Malvidin glucoside-ethyl-catechin
- Names: Preferred IUPAC name 8-{(1Ξ)-1-[(2R*,3S*)-2-(3,4-Dihydroxyphenyl)-3,5,7-trihydroxy-3,4-dihydro-2H-1-benzopyran-8-yl]ethyl}-5,7-dihydroxy-2-(4-hydroxy-3,5-dimethoxyphenyl)-3-{[(2S,3R,4S,5S,6R)-3,4,5-trihydroxy-6-(hydroxymethyl)oxan-2-yl]oxy}-1λ^{4}-benzopyran-1-ylium

Identifiers
- 3D model (JSmol): Interactive image;
- ChemSpider: 7987342;
- PubChem CID: 9811587;
- CompTox Dashboard (EPA): DTXSID001030412 ;

Properties
- Chemical formula: C_{40<}H_{40}O_{18}^{+}
- Molar mass: 809.75 g/mol

= Malvidin glucoside-ethyl-catechin =

Malvidin glucoside-ethyl-catechin is a flavanol-anthocyanin adduct. Flavanol-anthocyanin adducts are formed during wine ageing through reactions between anthocyanins and tannins present in grape, with yeast metabolites such as acetaldehyde. Acetaldehyde-induced reactions yield ethyl-linked species such as malvidin glucoside-ethyl-catechin.
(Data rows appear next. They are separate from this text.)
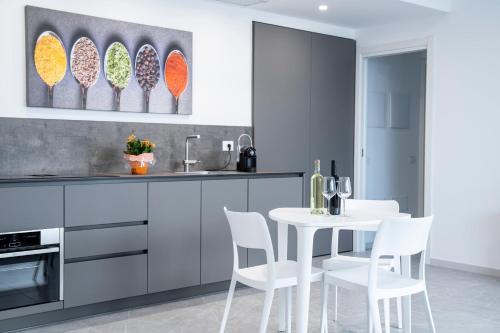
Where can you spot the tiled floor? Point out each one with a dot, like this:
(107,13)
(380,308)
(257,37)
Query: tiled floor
(461,302)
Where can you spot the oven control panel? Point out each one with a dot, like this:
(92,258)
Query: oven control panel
(21,239)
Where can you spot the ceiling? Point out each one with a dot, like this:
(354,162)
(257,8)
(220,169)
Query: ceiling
(354,14)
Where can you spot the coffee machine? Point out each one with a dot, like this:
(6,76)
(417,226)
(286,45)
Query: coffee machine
(247,156)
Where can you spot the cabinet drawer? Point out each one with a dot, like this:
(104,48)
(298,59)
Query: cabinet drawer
(31,208)
(105,203)
(103,280)
(86,243)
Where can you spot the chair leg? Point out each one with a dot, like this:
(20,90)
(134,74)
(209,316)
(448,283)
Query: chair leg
(289,309)
(375,314)
(429,313)
(387,315)
(400,312)
(267,310)
(369,317)
(228,305)
(397,269)
(324,307)
(335,303)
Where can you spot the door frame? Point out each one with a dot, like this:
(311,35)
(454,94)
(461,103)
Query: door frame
(362,55)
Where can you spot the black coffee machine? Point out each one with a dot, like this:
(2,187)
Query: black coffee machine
(247,156)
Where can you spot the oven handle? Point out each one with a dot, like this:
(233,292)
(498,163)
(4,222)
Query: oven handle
(28,253)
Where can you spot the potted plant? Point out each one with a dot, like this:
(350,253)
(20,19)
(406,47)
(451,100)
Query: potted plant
(139,154)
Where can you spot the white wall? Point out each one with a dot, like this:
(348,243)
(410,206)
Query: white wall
(465,128)
(222,55)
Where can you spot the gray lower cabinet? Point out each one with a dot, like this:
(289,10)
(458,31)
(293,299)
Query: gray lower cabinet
(94,242)
(173,235)
(267,194)
(31,208)
(95,281)
(105,203)
(216,241)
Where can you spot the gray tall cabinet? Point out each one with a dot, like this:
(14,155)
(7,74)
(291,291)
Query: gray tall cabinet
(303,106)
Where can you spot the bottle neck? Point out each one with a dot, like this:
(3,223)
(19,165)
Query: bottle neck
(334,168)
(316,167)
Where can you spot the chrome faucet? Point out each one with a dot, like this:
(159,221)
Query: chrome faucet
(187,162)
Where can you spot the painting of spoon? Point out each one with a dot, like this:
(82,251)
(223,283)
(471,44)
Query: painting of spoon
(176,75)
(147,71)
(50,61)
(85,65)
(118,69)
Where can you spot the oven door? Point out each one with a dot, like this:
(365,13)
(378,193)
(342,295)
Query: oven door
(29,277)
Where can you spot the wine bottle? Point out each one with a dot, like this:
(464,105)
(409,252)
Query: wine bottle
(317,200)
(335,201)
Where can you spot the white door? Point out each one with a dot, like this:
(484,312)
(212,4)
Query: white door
(394,147)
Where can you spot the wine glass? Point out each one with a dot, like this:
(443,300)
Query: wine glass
(344,190)
(329,190)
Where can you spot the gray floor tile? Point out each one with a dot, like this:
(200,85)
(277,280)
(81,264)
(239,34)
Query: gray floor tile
(460,301)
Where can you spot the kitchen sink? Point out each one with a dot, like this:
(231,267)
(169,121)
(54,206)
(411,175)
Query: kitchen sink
(199,172)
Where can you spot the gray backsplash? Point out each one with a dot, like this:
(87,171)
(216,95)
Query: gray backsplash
(39,146)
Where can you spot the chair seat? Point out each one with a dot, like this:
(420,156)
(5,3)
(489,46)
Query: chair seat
(343,262)
(286,275)
(390,284)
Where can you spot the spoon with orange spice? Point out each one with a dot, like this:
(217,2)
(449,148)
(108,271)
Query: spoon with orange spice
(50,61)
(176,75)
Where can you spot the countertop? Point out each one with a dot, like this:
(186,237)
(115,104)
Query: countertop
(154,176)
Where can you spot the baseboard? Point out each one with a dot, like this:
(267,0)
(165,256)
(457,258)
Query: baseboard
(465,267)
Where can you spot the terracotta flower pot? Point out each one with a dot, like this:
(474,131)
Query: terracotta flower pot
(139,164)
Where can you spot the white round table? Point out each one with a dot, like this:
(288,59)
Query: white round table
(307,225)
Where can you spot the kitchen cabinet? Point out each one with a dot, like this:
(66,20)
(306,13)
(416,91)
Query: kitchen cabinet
(333,64)
(95,281)
(174,210)
(105,203)
(31,208)
(303,106)
(265,195)
(105,241)
(216,240)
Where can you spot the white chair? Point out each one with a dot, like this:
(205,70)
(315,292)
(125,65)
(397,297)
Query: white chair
(395,237)
(339,261)
(249,230)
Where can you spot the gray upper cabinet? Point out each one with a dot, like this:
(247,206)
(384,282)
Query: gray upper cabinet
(105,203)
(281,97)
(216,241)
(31,208)
(303,106)
(174,235)
(267,194)
(333,66)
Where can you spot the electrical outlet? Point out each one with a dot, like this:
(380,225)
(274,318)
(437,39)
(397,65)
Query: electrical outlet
(225,143)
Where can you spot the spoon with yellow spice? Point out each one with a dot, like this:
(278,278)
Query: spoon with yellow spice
(50,61)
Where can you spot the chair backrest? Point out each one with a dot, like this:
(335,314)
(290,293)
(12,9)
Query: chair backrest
(372,205)
(375,206)
(400,237)
(249,230)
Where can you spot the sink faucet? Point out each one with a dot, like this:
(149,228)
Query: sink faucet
(187,162)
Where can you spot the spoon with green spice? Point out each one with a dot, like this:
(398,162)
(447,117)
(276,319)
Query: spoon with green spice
(118,69)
This compound has a better color stability at pH 5.5 than malvidin-3O-glucoside. When the pH was increased from 2.2 to 5.5, the solution of the pigment became progressively more violet (λmax = 560 nm at pH 5.5), whereas similar solutions of the anthocyanin were almost colorless at pH 4.0.

Other types of aldehyde, such as isovaleraldehyde, benzaldehyde, propionaldehyde, isobutyraldehyde, formaldehyde or 2-methylbutyraldehyde, show the same reactivity in model solutions.